We were also unable to set Hyper-V process isolation for containers running on Linux hosts. Our most significant finding, in which we demonstrated how we were able to guess credentials and gain access to the node, may be mitigated by manually configuring public key cryptography access only and generating appropriate key pairs.
Given these facts, we began to explore scenarios with more serious implications, such as container escape. We evaluated the possibility of:
- Exploiting unpatched container engine vulnerabilities (like CVE-2019-5736)
- Exploiting unpatched Service Fabric vulnerabilities (like CVE-2022-30137)
- Exploiting isolation vulnerabilities, like:
- Kernel vulnerabilities, in case of process isolation
- Hypervisor vulnerabilities, in case of virtualization
- Exploiting a misconfiguration or a design flaw
As most of our options seemed unlikely, and given the previous access to the node, we switched our focus to analysis of the node.
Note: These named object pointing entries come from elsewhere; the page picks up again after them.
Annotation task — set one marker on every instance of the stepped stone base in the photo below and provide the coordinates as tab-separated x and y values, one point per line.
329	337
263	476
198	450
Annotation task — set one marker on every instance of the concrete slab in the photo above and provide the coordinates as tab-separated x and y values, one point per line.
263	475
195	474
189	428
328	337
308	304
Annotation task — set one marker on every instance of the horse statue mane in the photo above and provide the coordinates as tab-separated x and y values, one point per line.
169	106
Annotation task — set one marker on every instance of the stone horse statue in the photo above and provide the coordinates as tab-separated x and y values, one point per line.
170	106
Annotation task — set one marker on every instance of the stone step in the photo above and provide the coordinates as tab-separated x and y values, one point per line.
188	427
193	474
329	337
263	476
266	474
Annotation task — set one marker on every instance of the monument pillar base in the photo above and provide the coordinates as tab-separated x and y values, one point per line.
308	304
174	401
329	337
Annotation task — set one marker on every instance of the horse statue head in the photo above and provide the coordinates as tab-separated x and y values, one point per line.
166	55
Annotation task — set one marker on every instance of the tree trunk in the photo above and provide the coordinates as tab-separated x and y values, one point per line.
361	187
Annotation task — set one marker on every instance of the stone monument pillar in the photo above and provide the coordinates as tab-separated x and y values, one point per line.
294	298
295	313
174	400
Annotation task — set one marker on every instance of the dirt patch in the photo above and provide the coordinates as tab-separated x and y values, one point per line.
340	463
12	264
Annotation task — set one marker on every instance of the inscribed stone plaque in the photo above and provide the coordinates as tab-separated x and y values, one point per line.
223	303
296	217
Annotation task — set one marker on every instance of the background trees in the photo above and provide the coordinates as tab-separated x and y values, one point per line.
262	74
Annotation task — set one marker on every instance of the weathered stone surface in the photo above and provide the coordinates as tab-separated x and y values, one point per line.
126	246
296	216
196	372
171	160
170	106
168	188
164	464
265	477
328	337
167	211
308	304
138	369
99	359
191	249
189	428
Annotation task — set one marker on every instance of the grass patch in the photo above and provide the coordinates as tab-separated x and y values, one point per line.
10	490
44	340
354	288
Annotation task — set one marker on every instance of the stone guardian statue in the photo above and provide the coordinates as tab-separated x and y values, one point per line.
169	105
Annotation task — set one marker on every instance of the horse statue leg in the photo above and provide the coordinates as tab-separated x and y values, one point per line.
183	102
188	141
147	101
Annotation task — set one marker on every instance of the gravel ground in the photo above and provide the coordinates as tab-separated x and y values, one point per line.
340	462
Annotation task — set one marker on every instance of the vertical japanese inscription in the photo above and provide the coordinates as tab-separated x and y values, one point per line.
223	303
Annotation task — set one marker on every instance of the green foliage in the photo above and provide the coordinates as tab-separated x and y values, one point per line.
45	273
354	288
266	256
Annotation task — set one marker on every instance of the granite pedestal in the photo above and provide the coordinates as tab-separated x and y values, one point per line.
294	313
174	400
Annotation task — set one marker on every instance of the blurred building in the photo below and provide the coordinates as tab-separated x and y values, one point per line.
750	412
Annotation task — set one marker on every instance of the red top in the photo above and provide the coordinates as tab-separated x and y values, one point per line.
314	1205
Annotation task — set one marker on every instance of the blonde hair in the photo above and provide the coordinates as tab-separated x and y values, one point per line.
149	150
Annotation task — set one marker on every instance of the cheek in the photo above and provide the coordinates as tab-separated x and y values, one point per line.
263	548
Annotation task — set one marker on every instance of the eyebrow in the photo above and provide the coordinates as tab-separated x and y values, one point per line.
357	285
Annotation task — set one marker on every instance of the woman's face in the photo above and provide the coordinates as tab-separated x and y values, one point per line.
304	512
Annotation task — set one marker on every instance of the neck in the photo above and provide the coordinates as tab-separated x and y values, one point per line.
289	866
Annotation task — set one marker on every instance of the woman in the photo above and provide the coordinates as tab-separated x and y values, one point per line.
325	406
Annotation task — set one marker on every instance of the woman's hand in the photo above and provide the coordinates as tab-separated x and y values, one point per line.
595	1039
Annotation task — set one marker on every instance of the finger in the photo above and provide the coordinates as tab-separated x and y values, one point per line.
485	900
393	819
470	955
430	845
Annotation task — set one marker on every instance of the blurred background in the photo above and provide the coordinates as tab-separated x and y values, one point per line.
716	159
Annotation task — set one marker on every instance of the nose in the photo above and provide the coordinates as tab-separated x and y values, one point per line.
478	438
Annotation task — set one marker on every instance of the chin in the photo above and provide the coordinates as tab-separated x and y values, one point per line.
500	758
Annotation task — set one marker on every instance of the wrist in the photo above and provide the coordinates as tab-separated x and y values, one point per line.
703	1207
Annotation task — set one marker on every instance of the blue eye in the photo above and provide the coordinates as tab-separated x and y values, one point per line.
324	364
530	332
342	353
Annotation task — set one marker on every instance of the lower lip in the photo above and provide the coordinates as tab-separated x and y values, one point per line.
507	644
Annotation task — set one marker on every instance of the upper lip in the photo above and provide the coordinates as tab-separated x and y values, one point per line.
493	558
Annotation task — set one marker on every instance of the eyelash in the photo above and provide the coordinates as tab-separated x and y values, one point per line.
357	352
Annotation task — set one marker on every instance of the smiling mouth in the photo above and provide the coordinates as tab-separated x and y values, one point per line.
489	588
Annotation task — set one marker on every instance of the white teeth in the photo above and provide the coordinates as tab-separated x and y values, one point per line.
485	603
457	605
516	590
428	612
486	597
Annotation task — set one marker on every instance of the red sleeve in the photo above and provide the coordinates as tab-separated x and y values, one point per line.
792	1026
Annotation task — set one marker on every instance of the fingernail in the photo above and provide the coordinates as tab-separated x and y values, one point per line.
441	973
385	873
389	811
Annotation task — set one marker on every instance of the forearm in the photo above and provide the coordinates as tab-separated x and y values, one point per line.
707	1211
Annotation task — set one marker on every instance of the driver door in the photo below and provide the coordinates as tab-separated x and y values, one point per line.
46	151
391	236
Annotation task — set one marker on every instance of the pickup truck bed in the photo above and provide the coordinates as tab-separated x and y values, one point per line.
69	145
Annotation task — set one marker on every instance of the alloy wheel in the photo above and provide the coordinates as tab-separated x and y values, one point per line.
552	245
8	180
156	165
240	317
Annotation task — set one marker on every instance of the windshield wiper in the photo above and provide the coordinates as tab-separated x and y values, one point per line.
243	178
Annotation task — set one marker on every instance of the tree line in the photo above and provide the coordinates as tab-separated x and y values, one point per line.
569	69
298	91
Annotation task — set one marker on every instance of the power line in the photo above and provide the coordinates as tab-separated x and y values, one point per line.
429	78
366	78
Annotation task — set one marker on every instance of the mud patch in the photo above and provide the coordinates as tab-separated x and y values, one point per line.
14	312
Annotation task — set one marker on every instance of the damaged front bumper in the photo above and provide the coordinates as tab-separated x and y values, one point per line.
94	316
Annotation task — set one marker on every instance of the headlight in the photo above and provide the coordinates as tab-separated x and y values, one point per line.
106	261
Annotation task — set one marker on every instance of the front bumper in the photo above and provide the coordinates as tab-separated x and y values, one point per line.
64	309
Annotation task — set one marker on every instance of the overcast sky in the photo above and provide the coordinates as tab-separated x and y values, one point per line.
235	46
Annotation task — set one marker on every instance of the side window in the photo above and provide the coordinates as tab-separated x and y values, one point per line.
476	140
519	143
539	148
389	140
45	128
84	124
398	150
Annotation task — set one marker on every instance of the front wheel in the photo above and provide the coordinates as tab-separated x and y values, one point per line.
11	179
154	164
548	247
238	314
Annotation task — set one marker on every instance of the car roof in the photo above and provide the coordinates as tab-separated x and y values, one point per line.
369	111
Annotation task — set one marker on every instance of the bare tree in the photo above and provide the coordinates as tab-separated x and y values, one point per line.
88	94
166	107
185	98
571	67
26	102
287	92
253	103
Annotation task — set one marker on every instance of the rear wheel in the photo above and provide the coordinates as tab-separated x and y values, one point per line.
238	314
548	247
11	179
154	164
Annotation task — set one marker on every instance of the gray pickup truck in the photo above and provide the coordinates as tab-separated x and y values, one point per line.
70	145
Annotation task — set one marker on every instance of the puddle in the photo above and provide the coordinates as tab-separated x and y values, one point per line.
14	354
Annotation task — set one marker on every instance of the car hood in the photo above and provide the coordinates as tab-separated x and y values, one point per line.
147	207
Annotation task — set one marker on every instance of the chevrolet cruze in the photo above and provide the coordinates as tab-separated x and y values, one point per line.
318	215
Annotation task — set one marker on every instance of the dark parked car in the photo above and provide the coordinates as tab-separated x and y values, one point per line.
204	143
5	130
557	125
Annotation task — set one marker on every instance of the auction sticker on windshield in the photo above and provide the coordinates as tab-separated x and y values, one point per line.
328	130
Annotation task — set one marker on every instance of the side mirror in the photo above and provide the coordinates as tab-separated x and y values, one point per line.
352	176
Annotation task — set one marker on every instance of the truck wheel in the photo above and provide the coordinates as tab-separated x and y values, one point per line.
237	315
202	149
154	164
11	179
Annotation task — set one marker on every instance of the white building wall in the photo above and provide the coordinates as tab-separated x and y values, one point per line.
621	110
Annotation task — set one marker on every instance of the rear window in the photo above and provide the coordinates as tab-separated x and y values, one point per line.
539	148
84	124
This led to our discovery of CVE-2023-21531, allowing us to gain cluster access from a container.
Conclusion
Users should realize that their usage of cloud services doesn’t delegate security fully to their cloud service provider (CSP): Depending on the service, some configuration is necessary on the user’s end, leaving room for misconfigurations and unprotected deployments. Security comes with a price that doesn’t end with paying for CSPs; it also calls for a proactive security mindset and enforcing security practices, such as:
- Follow the CSP’s recommendations for securing environments and projects
- Follow the principle of least privilege for containers and applications
- Configuring based on the Assume Preach paradigm to minimize the impact of potential breach
Following best practices that are specific to Service Fabric and container registries will help mitigate any emerging security issues. However, some applications might not be designed with Zero Trust policies in mind, so additional manual configuration and security hardening from the user may be required.